In today’s digital marketing landscape, marketers are bombarded with customer data.
But how can you leverage this valuable information to identify high-potential customers and optimise your marketing efforts?
This is where propensity modelling comes in, acting as your strategic partner to unlock the full potential of your customer base.
What is Propensity Modelling and How Does it Work?
Propensity modelling is a statistical technique that analyses customer data to predict the likelihood of a specific event occurring.
In marketing, this event could be a purchase, subscription signup, or any other consumer behaviour.
Propensity models use machine learning algorithms to identify patterns in customer behaviour.
These patterns are then used to create a “propensity score” for each customer.
This score indicates the probability that a customer will take the desired action.
Why Marketers Need to Look Beyond Traditional Website Conversions:
- The Limitations of Traditional Targeting Methods: Traditional marketing strategies often rely on basic metrics like website clicks or demographics. While these metrics provide some insight, they don’t tell the whole story. A website visitor who clicks once might be more valuable than someone who visits multiple times but never converts.
- Unveiling the Potential of “Maybe” Customers: Propensity modelling allows marketers to identify consumers who are showing signs of interest, even if they haven’t converted yet, or who are showing signs or churning, even if they haven’t churned yet. By identifying these consumers before they take an action, you can tailor marketing efforts to nudge them toward the most desirable (and highest-value) action.

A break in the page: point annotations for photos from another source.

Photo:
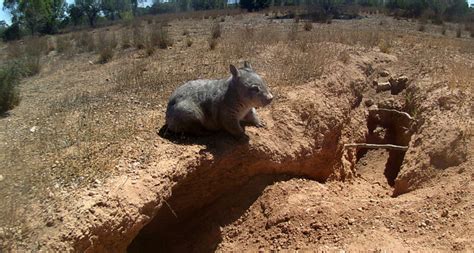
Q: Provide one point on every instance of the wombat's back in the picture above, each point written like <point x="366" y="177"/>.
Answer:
<point x="194" y="105"/>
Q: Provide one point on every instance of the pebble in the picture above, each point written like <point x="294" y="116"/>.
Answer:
<point x="384" y="73"/>
<point x="33" y="129"/>
<point x="383" y="86"/>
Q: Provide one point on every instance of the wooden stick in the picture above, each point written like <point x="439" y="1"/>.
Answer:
<point x="394" y="111"/>
<point x="374" y="146"/>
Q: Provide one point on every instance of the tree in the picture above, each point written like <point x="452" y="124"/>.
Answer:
<point x="254" y="5"/>
<point x="91" y="9"/>
<point x="113" y="8"/>
<point x="36" y="15"/>
<point x="75" y="14"/>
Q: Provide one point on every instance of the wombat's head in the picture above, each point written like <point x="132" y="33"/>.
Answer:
<point x="250" y="86"/>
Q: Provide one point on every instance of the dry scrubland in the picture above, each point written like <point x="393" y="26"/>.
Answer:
<point x="80" y="154"/>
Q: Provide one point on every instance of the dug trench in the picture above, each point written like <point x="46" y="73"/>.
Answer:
<point x="179" y="200"/>
<point x="191" y="220"/>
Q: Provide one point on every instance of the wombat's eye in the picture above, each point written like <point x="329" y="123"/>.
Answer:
<point x="254" y="88"/>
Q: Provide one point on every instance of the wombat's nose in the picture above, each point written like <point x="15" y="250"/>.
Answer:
<point x="270" y="97"/>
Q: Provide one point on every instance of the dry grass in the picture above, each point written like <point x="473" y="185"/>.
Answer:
<point x="106" y="46"/>
<point x="421" y="27"/>
<point x="293" y="33"/>
<point x="139" y="38"/>
<point x="444" y="28"/>
<point x="160" y="37"/>
<point x="85" y="42"/>
<point x="126" y="40"/>
<point x="216" y="31"/>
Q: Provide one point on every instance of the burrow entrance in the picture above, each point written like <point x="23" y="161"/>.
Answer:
<point x="386" y="126"/>
<point x="215" y="195"/>
<point x="177" y="228"/>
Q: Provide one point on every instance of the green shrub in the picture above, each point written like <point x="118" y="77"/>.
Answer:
<point x="161" y="38"/>
<point x="106" y="48"/>
<point x="9" y="94"/>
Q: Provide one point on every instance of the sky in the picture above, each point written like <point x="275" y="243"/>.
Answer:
<point x="6" y="17"/>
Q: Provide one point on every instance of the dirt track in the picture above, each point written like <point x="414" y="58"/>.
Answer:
<point x="293" y="185"/>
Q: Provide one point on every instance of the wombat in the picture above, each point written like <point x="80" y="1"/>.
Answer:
<point x="202" y="106"/>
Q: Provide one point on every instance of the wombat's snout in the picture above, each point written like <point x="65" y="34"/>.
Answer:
<point x="268" y="98"/>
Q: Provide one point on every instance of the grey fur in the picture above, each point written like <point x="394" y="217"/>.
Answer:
<point x="200" y="106"/>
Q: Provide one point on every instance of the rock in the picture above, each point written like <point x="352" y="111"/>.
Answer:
<point x="384" y="86"/>
<point x="351" y="221"/>
<point x="368" y="102"/>
<point x="384" y="73"/>
<point x="33" y="129"/>
<point x="50" y="222"/>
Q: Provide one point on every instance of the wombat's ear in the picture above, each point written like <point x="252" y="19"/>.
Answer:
<point x="234" y="70"/>
<point x="247" y="65"/>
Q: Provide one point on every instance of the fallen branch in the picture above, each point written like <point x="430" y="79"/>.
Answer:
<point x="394" y="111"/>
<point x="374" y="146"/>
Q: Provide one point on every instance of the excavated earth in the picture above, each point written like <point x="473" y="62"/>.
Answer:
<point x="293" y="184"/>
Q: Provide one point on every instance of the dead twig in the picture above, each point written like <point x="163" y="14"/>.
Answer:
<point x="375" y="146"/>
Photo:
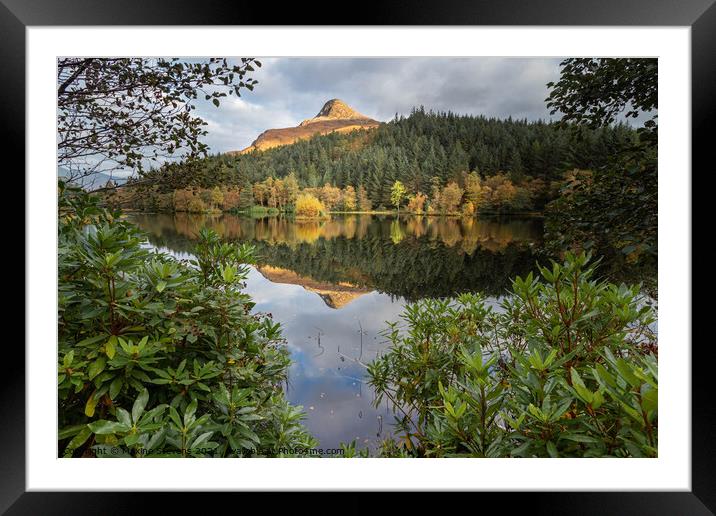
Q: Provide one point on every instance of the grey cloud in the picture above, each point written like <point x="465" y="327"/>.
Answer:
<point x="293" y="89"/>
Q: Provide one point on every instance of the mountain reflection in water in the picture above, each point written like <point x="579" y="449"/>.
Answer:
<point x="332" y="285"/>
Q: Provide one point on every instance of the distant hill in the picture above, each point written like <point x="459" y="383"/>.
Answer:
<point x="335" y="116"/>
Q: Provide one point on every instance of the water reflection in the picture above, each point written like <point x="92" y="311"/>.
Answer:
<point x="332" y="285"/>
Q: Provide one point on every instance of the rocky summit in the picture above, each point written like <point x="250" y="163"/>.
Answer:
<point x="334" y="116"/>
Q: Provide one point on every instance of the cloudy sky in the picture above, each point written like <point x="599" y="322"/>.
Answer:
<point x="291" y="90"/>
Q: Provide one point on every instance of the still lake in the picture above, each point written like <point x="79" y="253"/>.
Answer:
<point x="333" y="285"/>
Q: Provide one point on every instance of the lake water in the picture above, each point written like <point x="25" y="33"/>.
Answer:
<point x="333" y="285"/>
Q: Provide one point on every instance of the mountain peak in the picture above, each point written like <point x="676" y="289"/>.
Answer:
<point x="336" y="108"/>
<point x="334" y="116"/>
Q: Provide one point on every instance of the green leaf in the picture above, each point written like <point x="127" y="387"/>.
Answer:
<point x="96" y="367"/>
<point x="104" y="427"/>
<point x="90" y="405"/>
<point x="110" y="347"/>
<point x="139" y="405"/>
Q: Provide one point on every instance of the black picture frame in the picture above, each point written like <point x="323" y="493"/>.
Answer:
<point x="700" y="15"/>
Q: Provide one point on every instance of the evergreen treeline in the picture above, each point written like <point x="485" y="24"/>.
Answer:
<point x="424" y="150"/>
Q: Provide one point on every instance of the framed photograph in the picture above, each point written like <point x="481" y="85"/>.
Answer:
<point x="419" y="252"/>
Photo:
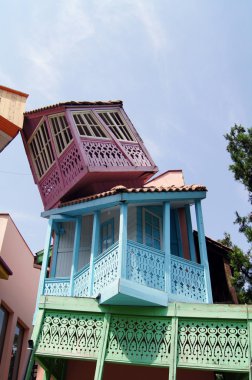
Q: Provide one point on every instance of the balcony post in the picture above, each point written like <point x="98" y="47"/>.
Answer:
<point x="167" y="244"/>
<point x="44" y="265"/>
<point x="122" y="249"/>
<point x="203" y="250"/>
<point x="75" y="259"/>
<point x="94" y="250"/>
<point x="190" y="234"/>
<point x="55" y="252"/>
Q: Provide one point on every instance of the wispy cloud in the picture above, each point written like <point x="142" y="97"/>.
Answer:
<point x="50" y="48"/>
<point x="147" y="14"/>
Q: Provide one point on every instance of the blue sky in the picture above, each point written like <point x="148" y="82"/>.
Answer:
<point x="182" y="68"/>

Propensity Modelling in Action: Targeting Key Segments
Identifying Valuable Customer Segments:
- Leveraging Customer Data for Propensity Scoring: Propensity models are built using historical customer data. This data can include demographics, purchase history, website behaviour, and past interactions with marketing campaigns. Just as website behaviour is tracked in ecommerce, physical stores can monitor customer actions using technologies like video analytics or Wi-Fi tracking. Propensity models in this context can analyse dwell time, movement patterns, and interactions with specific products or displays to gauge interest levels.
- Segmenting Audiences Based on Propensity: Once propensity scores are assigned, customers can be segmented into different groups based on their likelihood to take a desired action. This allows you to:
- Target High-Propensity Purchasers: Focus marketing efforts on customers most likely to make a purchase. This could involve sending personalised emails with exclusive discounts or showcasing relevant products based on their browsing history and past purchases. You can also leverage loyalty programs or membership schemes to share exclusive offers and promotions to identify or reward loyal customers in concert with propensity modelling.
- Identify Customers at Risk of Churn: Propensity modelling can also help identify customers exhibiting behaviours that indicate a high likelihood of churn. Participation in loyalty programs or membership schemes offers a wealth of data for propensity modelling and reducing customer churn risk. Analysing redemption rates, points accumulation, and engagement with exclusive offers also allows you to detect signs of waning interest. By proactively intervening with these at-risk customers, you can develop targeted retention campaigns and reduce customer churn risk.
Building Targeted Marketing Campaigns for Acquisition and Retention:
- Personalised Communication & Offers: Knowing your high-propensity customers allows you to tailor your marketing messages and offers. This could involve:
- Sending win-back campaigns with special offers to customers at risk of churn.
- Showcasing relevant products or services to high-propensity purchasers based on their browsing behaviour and past purchases.
- Optimising Resource Allocation: By focusing resources on high-propensity customers (purchasers or those at risk of churn), you can optimise your marketing budget and achieve a higher return on investment (ROI).
Benefits of Propensity Modelling for Marketers:
- Improved Customer Targeting & Retention: Identify high-value customers with a high propensity to purchase and proactively engage with at-risk customers to prevent churn.
- Data-Driven Marketing Decisions: Propensity modelling allows you to measure the effectiveness of your campaigns by comparing predicted outcomes (purchases or churn) with actual results. This data-driven approach helps track progress and optimise campaigns for better results.
Considerations for Implementing Propensity Modelling
Propensity modelling requires access and analysis of a significant amount of customer data, which can be complex to implement.
However, with AI, propensity modelling becomes much more achievable for the average business or marketing team.
AI-Powered Propensity Modelling with Wondaris
Wondaris, XPON’s proprietary Audience, Enrichment and Activation Platform, has pre-built RFM (Recency, Frequency, Monetary) and Propensity Models that can be leveraged to rapidly segment audiences based on their likelihood to purchase or churn.
With Wondaris, marketers can segment and activate these audiences with just a few clicks, turning data into accurate predictions to reduce wastage and drive more effective campaigns.
Conclusion: Propensity Modelling – A Game Changer for Data-Driven Marketing
In today’s competitive marketing landscape, propensity modelling is a powerful tool that empowers marketers to see beyond simple clicks and conversions.
By leveraging customer data and predicting customer behaviour, businesses can target high-value customers, win-back those likely to churn, optimise campaigns, and achieve sustainable growth.